Define the Problem
- ops-help@mit.edu: Is the primary communications conduit for service problems.
- ops-help generates a request tracker ticket. Use this thread for the whole problem resolution (for urgent response) or hand-off (bugs).
- Email representing urgent problems should be forwarded to the appropriate business owner, service owner, and the help desk.
- Support personnel will handle issue resolution (customer or community communications) through their channels. These are the service owner and/or the help desk.
- If a support request requiring a technical response came through another channel, forward it to ops-help.
- Automated responses from monitoring software come through various service support lists. Assume that list is part of the communications thread.
- Choose a Tech Lead
- Operations and Infrastructure must select a Tech Lead to see the problem resolution through to completion.
- The Tech Lead responds to the internal initiators of the problem report, alerting those parties that resolution is underway.
- The Tech Lead defines the type of issue: Ugent or Handoff.
- For Operations staff, both kinds of issues are pri-1. It is acceptable for all other responsibilities to be on hold until resolution (system down) or handoff (bug report).
Urgent Response (Resolution)
- For an unresponsive component, either the Server Operations team or an automated process should have attempted to restart the component.
- Someone familiar with the system must check to see if restart procedures occurred and if that temporarily resolved the problem.
- If not, Tech Lead or designate restarts component manually, determines if this resolves issue or if a more persistent problem exists.
- Notification: preliminary problem description (and resolution, if applicable) sent to Recipient List:
- initiator of problem ticket, srstaff@mit.edu, the appropriate "announce" list for the service, and if any end-user applications could have been affected, computing-help@mit.edu
- In conjunction with managers currently present, Tech Lead forms Team to troubleshoot issue.
- Emergency Response takes precedence over other project work.
- Tech Lead is project manager for duration of issue resolution.
- Tech Lead is final arbiter for delegation of tasks, priorities, and timing.

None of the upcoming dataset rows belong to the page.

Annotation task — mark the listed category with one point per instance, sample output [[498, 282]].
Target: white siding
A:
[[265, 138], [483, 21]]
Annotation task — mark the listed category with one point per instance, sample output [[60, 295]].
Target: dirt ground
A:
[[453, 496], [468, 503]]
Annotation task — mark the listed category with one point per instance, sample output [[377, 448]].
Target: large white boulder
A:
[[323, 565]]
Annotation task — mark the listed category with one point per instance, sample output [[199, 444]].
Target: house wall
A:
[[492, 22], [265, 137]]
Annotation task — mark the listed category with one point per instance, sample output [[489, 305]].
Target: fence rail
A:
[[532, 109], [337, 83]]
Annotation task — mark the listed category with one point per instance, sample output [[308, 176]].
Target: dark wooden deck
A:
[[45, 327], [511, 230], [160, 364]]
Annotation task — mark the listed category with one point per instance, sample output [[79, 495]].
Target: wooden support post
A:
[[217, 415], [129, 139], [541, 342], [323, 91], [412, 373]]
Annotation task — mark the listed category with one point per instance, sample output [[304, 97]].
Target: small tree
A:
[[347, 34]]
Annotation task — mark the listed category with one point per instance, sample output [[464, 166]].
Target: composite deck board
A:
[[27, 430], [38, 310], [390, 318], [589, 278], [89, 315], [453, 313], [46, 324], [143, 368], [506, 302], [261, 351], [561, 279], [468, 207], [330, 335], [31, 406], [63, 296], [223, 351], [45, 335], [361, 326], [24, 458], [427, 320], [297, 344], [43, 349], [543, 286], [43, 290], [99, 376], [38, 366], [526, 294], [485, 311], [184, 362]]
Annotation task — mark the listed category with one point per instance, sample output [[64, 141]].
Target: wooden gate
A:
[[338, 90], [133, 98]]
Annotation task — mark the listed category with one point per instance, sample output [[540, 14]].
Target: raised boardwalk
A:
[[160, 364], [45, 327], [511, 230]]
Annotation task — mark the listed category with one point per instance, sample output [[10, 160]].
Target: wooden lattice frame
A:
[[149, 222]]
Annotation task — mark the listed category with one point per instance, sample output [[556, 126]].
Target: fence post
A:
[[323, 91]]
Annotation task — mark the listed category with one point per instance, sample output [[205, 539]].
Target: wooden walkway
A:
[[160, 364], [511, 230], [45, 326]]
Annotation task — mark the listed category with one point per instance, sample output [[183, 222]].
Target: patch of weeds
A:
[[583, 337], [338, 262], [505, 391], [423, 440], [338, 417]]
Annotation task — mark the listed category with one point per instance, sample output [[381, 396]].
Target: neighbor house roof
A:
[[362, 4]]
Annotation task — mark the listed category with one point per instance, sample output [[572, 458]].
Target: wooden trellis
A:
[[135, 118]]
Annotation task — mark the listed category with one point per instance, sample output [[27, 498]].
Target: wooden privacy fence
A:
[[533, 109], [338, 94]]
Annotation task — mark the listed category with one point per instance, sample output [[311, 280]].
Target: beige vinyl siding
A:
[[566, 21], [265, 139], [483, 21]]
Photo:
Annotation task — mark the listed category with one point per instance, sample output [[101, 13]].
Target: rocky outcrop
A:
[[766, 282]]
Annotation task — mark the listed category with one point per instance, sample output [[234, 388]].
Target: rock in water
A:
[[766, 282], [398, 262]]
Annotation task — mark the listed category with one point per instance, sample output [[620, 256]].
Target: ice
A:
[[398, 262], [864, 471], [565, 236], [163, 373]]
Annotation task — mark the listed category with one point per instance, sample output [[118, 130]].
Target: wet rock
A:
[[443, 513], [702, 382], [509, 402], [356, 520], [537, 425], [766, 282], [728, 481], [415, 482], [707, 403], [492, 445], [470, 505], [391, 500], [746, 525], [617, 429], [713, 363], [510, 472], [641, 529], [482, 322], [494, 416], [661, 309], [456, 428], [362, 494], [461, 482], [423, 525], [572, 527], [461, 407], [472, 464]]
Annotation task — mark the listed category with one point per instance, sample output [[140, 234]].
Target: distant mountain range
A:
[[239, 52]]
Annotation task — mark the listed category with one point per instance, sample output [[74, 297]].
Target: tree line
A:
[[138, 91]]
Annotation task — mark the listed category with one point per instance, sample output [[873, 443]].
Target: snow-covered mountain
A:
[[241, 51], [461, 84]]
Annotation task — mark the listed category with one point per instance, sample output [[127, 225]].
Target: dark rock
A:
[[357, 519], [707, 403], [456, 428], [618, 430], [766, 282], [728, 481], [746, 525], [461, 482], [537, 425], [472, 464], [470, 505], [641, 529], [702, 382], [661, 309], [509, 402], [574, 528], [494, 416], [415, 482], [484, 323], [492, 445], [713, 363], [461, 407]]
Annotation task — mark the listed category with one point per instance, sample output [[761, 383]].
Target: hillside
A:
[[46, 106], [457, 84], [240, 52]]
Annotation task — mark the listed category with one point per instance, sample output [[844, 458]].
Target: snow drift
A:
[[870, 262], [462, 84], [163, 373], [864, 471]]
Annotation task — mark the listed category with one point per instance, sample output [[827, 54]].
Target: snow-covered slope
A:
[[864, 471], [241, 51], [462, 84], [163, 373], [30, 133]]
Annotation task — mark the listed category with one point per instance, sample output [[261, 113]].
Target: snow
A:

- Notification: If resolution is lengthy, Tech Lead will update Recipient List at least once per day of status of resolution.
- Post Mortem: Tech Lead reviews response. If emergency response offers the opportunity for improvement of process, Tech Lead calls a post-mortem with parties who participated in the resolution.
Bug Reports-Handoff
- Tech Lead notifies a team leader or manager responsible for each tier of the system affected.
- Tech Lead collects information from managers on which mail lists to send notification of issue. This is the Recipient List for this issue. Note it in the ticket.
- Tech Lead and managers determine staff members responsible for issue. This is the Team.
- Tech Lead sends message to Recipient List notifying them of the issue.
- Team performs preliminary troubleshooting to determine the nature of the issue and identify the staff responsible to remedy the issue.
- Ticket information is transferred or linked to system of record for the issue resolvers.
- Recipient List is notified of the transfer and the managers now responsible for the issue.
Terminology
Problem: Requiring a technical solution.
Issue: Requiring customer communications or training.
Service Owner: IS&T team primarily responsible for a service.
Business Owner: Person or department that sponsors the service.
Urgent: Requires immediate triage, service down.
Hand-Off: Bug in the system, short-term project.